Area legislators arrived in Olympia last month with carloads of confidence they could launch a new University of Washington campus in Snohomish County this year.
The objectives were clear — select a site and secure money for classes.
They knew two obstacles blocked their path — disagreement on Everett or Marysville as the home and colleagues convinced a new college is unnecessary and unaffordable.
Today, three weeks in and neither hurdle fully cleared, university pursuers describe their chances from doable to difficult to disintegrating and back to doable.
Here’s a status report:
Senate
Progress is occurring most rapidly in this chamber.
Wednesday, the Senate Ways and Means Committee will hold a hearing on a bill putting the college in Everett and promising it won’t get any huge sums for construction without the blessing of the state’s other universities.
Though this bill names only Everett, those wanting the campus in Marysville or Lake Stevens can come pitch their communities, setting up a potential brawl.
“I want to hear from everybody,” said chairwoman Sen. Margarita Prentice, D-Renton. “Then they can duke it out.”
If the bill passes, it would be one step from a vote of the full Senate.
Looming not so quietly is Sen. Mary Margaret Haugen, D-Camano Island. She wants the college in Marysville, yet her bill to achieve that is bottled up in a committee.
Strategically, she’s trying to discern how and when to make her move. And she will make one.
House
There’s trouble in this chamber.
Monday, the House Higher Education Committee should advance legislation naming Everett as the site for the college. This step was expected last Thursday, but support had not fully jelled among the panel’s ruling Democrats.
Wording will be added to make it read exactly like the bill moving in the Senate.

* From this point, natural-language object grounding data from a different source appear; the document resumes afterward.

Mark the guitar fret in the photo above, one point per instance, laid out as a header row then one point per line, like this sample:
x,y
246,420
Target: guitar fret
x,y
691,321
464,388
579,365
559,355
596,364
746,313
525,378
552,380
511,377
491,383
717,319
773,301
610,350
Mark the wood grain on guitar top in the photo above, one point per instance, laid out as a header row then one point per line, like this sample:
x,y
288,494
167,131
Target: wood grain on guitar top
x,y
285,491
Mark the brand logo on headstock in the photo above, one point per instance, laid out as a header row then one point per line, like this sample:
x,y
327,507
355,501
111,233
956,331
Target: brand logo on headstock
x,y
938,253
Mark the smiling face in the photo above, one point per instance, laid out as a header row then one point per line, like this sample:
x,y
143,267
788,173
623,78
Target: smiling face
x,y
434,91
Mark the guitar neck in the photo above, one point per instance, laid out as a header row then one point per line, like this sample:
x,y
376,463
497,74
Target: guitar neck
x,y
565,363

Meanwhile, the level of doubt wrought new challenges this week.
A House budget subcommittee took out money for the college’s first classes and put it into enrollment at community and technical colleges in Snohomish, Island and Skagit counties. And none of those schools asked for the dough.
College backers want to retrieve it while simultaneously assuring hesitant colleagues that they won’t grab for more. Instead, they are pledging to grow the new campus at a pace similar to UW branches in Tacoma and Bothell.
Hesitant lawmakers increasingly voice this question: Why take one small step to create a new UW if the state cannot afford to make the large investment to produce the graduates it needs?
Governor
Gov. Chris Gregoire is lying low these days, and her absence is getting a lot of notice.
Everyone expects that when she emerges, it will alter the dynamics of the debate.
Until she does, the area’s legislators are conserving as much of their supply of confidence as they can so it will last the session’s entire 60 days.